I was pleasantly surprised by how deftly they wove into the story the real-life reality of Leonard Nimoy’s death. I must admit I got a little misty eyed as soon as we saw Spock intercepted by those two elderly Vulcans, since I knew immediately what was coming. This was a gentle, touching tribute to the character of Spock and to the actor who brought him to such rich life. I loved this aspect of the film.
And that shot of original Star Trek cast at the end was a warm and very unexpected surprise. What a touching moment, and I loved that they used a shot of the original cast, as that packed an emotional wallop well-worth any continuity issues arising from the question of whether we’re supposed to think that these somewhat different looking nuTrek actors are supposed to age, in the timeline of these movies, into looking like the classic Trek actors. (I also have to comment that the nerd in me wishes they hadn’t chosen a promo shot from Star Trek V, one of the worst Trek films!!)
The film is dedicated, rightfully so, to Leonard Nimoy and also to Anton Yelchin, and it’s hard to watch the film without the shadow of Mr. Yelchin’s tragic early demise hanging over it. Mr. Yelchin is terrific here as Chekov and I loved the pairing of his character with Kirk in the film. This was a fine farewell to Mr. Yelchin’s work as Chekov, much as I wish we’d have many more years of his work as this character — and many other characters in many other films — ahead of us.
Michael Giacchino returned to score the film, and he’s turned in a fun though not that memorable score, as I feel he did for the previous two nuTrek films. I do love his nuTrek main theme, though as with the first two films I will again wish he’d woven more classic Trek themes into his score, rather than making us wait until the closing credits to hear a nice, full-throated version of the classic Trek theme music.
I quite liked the revamped look of the Starfleet uniforms in this film. I wish they didn’t keep tweaking the costumes between every film — I’d love for this film series to find a good groove and stick with it, much as the original film series did with the beautiful maroon Starfleet uniforms sen in Trek II-VI. But that being said, I like the slightly more formal, more regal-looking regular uniforms, and I also like the more rugged look to the away gear that most of the crew sport once they get stranded on the planet.
I don’t love the title Star Trek Beyond and wish this nuTrek series would adopt a better naming convention. I just don’t like at all the idea of trying to make the title be a part of the phrase Star Trek. Go with the Mission: Impossible formula of a title after the colon (a great alternative to numbering the sequels) and please work harder to come up with a cool title. OK? OK.
The early rumors about this third nuTrek film had me so worried.

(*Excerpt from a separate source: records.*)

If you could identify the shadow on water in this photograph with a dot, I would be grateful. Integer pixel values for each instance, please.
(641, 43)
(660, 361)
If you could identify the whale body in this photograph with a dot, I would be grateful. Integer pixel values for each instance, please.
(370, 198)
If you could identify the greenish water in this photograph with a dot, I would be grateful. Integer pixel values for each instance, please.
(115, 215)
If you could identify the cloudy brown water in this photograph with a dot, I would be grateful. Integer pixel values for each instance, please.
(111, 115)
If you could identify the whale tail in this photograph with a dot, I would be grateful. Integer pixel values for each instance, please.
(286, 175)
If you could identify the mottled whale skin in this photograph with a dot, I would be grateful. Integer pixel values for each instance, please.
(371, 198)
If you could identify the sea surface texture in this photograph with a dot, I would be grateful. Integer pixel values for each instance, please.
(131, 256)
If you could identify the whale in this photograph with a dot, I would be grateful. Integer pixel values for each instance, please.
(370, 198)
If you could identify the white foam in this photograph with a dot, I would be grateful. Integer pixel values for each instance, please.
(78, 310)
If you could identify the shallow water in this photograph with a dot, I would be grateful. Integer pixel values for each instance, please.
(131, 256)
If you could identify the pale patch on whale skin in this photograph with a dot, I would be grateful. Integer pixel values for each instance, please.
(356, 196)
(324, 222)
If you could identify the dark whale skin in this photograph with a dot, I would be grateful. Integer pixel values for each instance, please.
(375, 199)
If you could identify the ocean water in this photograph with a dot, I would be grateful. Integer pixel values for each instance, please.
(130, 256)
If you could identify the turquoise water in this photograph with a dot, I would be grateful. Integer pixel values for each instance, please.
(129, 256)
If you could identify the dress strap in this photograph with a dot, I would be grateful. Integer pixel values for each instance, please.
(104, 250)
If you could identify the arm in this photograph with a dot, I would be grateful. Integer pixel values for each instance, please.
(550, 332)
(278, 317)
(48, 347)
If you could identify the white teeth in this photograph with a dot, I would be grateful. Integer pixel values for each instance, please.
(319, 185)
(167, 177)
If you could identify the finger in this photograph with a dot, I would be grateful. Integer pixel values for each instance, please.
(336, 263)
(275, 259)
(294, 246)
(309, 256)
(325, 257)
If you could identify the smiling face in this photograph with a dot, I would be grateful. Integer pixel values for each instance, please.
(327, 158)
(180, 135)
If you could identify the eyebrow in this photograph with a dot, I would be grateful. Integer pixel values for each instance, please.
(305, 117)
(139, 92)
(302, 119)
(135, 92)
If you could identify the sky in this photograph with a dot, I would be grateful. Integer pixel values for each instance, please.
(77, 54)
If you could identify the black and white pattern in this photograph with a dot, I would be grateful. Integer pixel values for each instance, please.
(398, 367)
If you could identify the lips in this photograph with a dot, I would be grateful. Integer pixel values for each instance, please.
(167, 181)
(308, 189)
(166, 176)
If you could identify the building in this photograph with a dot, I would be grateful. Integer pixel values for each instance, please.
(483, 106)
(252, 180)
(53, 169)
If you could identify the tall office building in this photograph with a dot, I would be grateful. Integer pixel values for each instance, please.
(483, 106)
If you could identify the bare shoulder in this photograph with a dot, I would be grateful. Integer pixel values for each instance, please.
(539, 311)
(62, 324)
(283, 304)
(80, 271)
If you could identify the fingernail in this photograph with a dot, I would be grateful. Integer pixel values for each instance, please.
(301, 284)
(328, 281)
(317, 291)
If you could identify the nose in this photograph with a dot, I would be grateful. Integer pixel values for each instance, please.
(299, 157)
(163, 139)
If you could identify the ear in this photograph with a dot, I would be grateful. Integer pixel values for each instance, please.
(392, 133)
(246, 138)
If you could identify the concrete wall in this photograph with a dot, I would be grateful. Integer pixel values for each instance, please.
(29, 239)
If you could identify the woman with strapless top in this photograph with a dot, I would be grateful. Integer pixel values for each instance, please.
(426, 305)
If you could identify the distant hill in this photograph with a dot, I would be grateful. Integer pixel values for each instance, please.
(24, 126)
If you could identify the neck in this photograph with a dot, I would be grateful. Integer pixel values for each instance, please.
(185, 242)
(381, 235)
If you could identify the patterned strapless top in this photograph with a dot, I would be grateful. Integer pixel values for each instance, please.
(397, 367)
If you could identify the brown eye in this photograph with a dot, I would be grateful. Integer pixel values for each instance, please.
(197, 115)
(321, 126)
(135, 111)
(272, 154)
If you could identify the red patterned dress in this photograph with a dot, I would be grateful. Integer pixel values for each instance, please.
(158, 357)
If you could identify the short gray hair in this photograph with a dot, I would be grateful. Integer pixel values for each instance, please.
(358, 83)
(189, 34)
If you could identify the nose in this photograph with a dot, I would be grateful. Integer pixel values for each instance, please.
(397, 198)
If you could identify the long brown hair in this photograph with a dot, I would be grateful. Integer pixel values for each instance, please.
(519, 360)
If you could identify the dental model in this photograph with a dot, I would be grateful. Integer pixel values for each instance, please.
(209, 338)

I was quite horrified by the idea of Bob Orci being given the helm of this film. Thankfully, we dodged that bullet and wound up in the far more capable, better-suited hands of writers Simon Pegg and Doug Jung and director Justin Lin. Star Trek Beyond is a terrific course correction after Into Darkness. Is it too late, though? Did the terrible Into Darkness cut this franchise off at the knees? The not-terrible but lower than Star Trek or Into Darkness box office of Beyond so far seems to suggest that this might be the case. Perhaps the future of Trek lies back on TV, where it originated. The new, in-the-works Trek show Star Trek: Discovery certainly looks interesting. But boy, would I really love to see a truly, unabashedly GREAT Star Trek movie on the big screen in my lifetime. I want to feel again like I felt when I first walked out of the theatre after having seen Star Trek VI: The Undiscovered Country, back in 1991.
I will continue to chase that feeling. For now, I am quite satisfied by Star Trek Beyond, and I’d love to see where this film franchise goes from here.